Berlin Charlottenburg’da Türkçe dersi yasağına tepki büyüyor
Berlin genelinde sistematik bir yaklaşım olabileceği yönünde kaygılara yol açtı. Veliler, Türkçe derslerine yönelik bu engellemelerin bilimsel verilere ve temel insan haklarına aykırı olduğunu belirtiyor.
Berlin’in Charlottenburg-Wilmersdorf ilçesinde yerel yönetimin aldığı kararla Türkçe derslerinin yasaklanması, başta Türk veliler olmak üzere geniş çevrelerin tepkisine yol açtı. Aynı uygulamanın daha önce Tempelhof-Schöneberg ilçesinde de hayata geçirildiği hatırlatılırken, kararın çocukların kişisel gelişimi ve kültürel kimlik kazanımı açısından ciddi bir hak ihlali olduğu vurgulanıyor.
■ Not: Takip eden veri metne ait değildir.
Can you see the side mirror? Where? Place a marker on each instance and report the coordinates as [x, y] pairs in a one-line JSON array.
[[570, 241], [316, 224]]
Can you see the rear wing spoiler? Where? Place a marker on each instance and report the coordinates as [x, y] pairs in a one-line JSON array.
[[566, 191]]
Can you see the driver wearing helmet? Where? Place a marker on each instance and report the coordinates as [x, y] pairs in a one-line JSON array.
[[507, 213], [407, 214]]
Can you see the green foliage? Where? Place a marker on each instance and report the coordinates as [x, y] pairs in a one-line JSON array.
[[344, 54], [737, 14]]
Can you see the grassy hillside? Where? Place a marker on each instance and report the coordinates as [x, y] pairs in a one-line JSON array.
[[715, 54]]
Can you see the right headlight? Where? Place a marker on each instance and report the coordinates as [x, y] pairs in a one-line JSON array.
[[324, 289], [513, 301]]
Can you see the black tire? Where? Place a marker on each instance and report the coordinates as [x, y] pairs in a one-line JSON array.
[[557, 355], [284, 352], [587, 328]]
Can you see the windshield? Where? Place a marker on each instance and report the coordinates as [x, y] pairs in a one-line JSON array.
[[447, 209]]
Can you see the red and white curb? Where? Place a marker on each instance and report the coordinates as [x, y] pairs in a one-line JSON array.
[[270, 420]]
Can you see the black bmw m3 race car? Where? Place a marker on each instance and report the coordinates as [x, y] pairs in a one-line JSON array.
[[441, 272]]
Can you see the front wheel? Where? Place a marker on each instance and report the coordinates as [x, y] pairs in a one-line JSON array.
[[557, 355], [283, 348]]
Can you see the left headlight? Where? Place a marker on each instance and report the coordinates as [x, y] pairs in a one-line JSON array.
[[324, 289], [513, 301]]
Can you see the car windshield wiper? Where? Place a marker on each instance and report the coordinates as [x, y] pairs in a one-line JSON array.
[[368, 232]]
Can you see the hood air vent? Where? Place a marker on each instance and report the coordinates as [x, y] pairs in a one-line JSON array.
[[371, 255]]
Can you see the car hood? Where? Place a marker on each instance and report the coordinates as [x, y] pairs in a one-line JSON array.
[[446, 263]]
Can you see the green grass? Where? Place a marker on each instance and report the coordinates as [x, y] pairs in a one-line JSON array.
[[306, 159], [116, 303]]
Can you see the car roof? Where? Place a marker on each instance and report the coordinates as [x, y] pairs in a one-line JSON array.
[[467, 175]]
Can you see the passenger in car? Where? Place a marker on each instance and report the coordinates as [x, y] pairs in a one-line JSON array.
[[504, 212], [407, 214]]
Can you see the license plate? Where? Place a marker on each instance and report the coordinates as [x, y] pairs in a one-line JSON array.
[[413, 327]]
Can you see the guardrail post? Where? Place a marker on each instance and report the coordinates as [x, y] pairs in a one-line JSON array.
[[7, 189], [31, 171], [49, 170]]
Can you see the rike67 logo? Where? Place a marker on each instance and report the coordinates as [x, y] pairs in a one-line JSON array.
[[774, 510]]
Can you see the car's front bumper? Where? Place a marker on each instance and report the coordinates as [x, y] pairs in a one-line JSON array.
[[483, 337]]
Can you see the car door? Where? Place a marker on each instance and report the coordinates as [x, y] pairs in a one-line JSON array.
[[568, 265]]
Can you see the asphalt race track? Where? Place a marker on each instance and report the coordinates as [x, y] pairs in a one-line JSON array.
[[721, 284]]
Ocak 2025’te Tempelhof-Schöneberg ilçesinde alınan benzer bir kararla, 10 okulda yürütülen Türkçe ve Türk Kültürü dersleri durdurulmuş, bu karar 256 öğrencinin eğitim hakkını doğrudan etkilemişti.
‘TÜRKÇE EĞİTİM HAKKIMIZDAN VAZGEÇMEYECEĞİZ’
Şimdi de benzer bir durumun Charlottenburg’da yaşanıyor olması, Berlin genelinde sistematik bir yaklaşım olabileceği yönünde kaygılara yol açtı. Veliler, Türkçe derslerine yönelik bu engellemelerin bilimsel verilere ve temel insan haklarına aykırı olduğunu belirtiyor. Birleşmiş Milletler’in ana dili eğitimini temel bir insan hakkı olarak tanıdığına dikkat çeken aileler, “Bir dil, bir insan demektir” sözünü hatırlatarak Türkçe eğitim hakkından vazgeçmeyeceklerini ifade ediyor.
İMZA KAMPANYASI BAŞLATILDI
Charlottenburg-Wilmersdorf Belediyesi'nin bu kararı sonrası Türk veliler imza kampanyası başlattı. Toplanan imzalar ve hazırlanan dilekçeler, 15 Mayıs 2025 günü saat 17.00’de Charlottenburg-Wilmersdorf Belediyesi’ne teslim edilecek. Aynı gün belediye önünde bir basın açıklaması yapılması da planlanıyor.
Bildiride, “Siyasi gerekçeler öne sürülerek çocuklarımızın geleceğiyle oynanamaz. Bu karar, sadece eğitim değil aynı zamanda kimlik hakkımıza da müdahaledir” denildi.
Türk toplumu, Berlin'deki yetkililere çağrıda bulunarak, bu kararların geri alınmasını ve çocukların anadil eğitimi haklarının güvence altına alınmasını talep ediyor. Eğitimciler ve veliler, bu tür yasaklamaların çok kültürlü toplumsal yapıya zarar verdiğini ve entegrasyonu değil, dışlanmayı teşvik ettiğini savunuyor.